NOFX - Backstage Passport


Sorti le : 16 mars 2009
Distribution : Fat Wreck
"Suivez NOFX dans les pays ou aucun groupe n'a jamais osé aller jouer auparavant."
Jerome, le 06/04/2009
( mots)
Quand on ralentit un peu la machine, que l'on prend le temps de s'arrêter deux minutes et de se poser quelques questions, on peut vite arriver à une équation assez improbable. D'un côté Fat Mike, de loin le plus gros beauf de l'histoire du punk-rock potache à roulettes, amateur d'histoires de lesbiennes sadomasochistes et accessoirement un des pires chanteurs que le monde ait porté. Alignez à côté de lui quelques potes de virée : El Hefe, guitariste / trompettiste à qui la notoriété n'a pas forcément fait que du bien, Melvin, pseudo-punk à dread sur le retour, et Smelly, batteur anciennement accro à l'acide et aujourd'hui devenu straight edge, et vous obtenez NOFX. Groupe au succès aussi incompréhensible que planétaire. Trop "intègre" pour toucher un public de masse (rappelons au passage que les quatre musiciens dénigrent MTV depuis le milieu des années 90) et à la fois jugé trop "léger" par les keupons purs et durs à tendance No-Futur, le groupe a quand même tracé sa route et construit une base de fans assez surprenante. En misant une bonne partie de leurs cacahuètes sur la bonne humeur et le second degré, même si le virage politique anti-bush amorcé avec la sortie de War On Errorism et des deux compilations Rock Against Bush reste tout à leur honneur.

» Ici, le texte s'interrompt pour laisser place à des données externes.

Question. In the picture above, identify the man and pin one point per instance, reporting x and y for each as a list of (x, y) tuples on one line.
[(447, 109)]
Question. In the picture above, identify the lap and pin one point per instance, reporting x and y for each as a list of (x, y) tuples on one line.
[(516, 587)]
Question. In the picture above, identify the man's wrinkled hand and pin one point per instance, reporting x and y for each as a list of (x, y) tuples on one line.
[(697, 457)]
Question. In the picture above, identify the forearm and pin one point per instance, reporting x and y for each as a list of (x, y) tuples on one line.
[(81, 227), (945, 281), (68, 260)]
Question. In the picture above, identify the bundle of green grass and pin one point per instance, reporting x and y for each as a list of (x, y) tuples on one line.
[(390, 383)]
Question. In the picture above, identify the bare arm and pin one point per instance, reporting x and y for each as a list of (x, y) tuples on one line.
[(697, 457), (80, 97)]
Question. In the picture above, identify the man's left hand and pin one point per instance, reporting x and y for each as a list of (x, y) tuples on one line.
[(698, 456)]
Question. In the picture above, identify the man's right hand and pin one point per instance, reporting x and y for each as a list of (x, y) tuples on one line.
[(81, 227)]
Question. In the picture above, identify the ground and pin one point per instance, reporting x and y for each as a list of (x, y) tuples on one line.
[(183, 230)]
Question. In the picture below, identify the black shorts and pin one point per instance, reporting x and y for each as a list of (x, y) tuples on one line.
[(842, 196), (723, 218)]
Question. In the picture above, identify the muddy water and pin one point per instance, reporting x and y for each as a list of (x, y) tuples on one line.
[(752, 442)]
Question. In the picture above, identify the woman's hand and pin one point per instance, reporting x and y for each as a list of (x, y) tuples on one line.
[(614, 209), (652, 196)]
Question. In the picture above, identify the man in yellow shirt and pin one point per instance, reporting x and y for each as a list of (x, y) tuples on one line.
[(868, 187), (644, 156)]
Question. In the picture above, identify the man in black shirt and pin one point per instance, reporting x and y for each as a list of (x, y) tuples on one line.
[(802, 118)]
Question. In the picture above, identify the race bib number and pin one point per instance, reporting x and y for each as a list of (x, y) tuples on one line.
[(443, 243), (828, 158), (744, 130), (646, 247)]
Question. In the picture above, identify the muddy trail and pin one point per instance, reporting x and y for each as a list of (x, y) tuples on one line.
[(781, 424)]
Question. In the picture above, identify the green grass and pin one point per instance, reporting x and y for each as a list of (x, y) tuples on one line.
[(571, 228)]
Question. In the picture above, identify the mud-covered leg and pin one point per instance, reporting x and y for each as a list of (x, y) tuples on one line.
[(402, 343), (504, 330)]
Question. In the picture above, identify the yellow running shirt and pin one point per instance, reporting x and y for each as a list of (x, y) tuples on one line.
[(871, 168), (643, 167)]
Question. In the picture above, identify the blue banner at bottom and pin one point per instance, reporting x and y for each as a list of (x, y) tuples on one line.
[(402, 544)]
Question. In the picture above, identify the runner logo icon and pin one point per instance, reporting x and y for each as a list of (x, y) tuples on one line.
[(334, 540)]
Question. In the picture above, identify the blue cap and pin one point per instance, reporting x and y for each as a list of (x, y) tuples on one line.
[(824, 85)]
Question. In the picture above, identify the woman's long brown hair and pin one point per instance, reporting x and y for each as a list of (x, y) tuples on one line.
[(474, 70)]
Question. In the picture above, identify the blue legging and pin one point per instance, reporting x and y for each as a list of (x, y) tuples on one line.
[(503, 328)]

Alors quand les quatre compères annoncent que les droits de montage des vidéos enregistrées pendant leur tournée mondiale de 2007, et plus particulièrement les passages dans des pays où "aucun groupe n'a jamais osé aller jouer auparavant", ont été cédés à la chaîne indépendante Fuse, on reste un peu méfiant. A quoi peut bien ressembler le quotidien du Gros Mike et de ses potes quand ils sont sur la route ? Bus-tour, attachés de com, une bonne dizaine d'assistants cédant à tous leurs caprices, chambres dans des palaces, défonces en règle, alcool, groupies en transe et dénudées et tout le tableau habituel du groupe de rock international en vadrouille ? Et ben non. Enfin, pas exactement. Le verdict tient en huit épisodes, diffusés dans un premier temps sous la forme d'une mini-émission et ressorti aujourd'hui sous forme d'un DVD agrémenté de tout un tas de bonus. Le NOFX Backstage Passeport.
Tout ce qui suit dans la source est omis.